Over the past few years, a lot of talk has been going on concerning the state of the housing market and ways in which it can be improved so a speedy recovery can be met. Among the debated issues was the, now expired, homebuyer’s credit. The credit was said to be too costly to the government and provide too little to the economy and the homebuyer. A similar debate has been going on for years over the existing mortgage interest credit.

The mortgage interest credit is a government income tax deduction that can be taken by homeowners with loans up to $1 million secured by a primary residence where the funds are used to either purchase, build, or improve the home. The mortgage interest credit can also be taken in cases where a second mortgage of up to $100,000 is taken out for other purposes other than to put back into the home. The interest on these qualifying loans is 100% tax deductible.
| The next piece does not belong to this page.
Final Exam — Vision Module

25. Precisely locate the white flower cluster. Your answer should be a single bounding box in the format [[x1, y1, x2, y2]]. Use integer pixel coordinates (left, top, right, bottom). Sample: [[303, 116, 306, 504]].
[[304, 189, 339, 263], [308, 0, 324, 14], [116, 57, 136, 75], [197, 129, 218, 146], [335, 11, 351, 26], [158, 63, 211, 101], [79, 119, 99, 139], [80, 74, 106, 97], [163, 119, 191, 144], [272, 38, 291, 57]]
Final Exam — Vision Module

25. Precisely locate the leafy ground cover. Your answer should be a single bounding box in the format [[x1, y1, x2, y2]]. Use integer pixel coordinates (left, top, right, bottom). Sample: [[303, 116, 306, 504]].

The justification of this credit is that it gives a strong incentive for home ownership. Critics, however, argue three strong points against the credit:

• Studies have shown that the credit does not impact the overall rates of home ownership in any significant manner.
• The credit favors higher-income individuals and families.
• The credit only manages to bypass the rules that prohibit deductions for interest on personal loans. Such a credit unfairly favors home owners who use equity in their homes for personal uses.

In reality, the mortgage interest credit was a bone thrown to realtors and the upper/upper-middle class by Ronald Reagan when the Tax Reform Act of 1986 was passed. Before that, all personal loan interest was tax deductible. Reagan fought to preserve the deductibility of mortgage interest, supposedly, as a symbolic gesture to the American Dream. All studies conducted have shown no increase in home ownership due to the mortgage interest credit. Furthermore, most homeowners don’t even claim the credit because it requires the taxpayer to make itemized deductions instead of taking the standard deduction. Most low-income homeowners take the standard deduction because it is more beneficial to them overall. At the same time, wealthy homeowners are getting huge tax breaks on their million-dollar homes.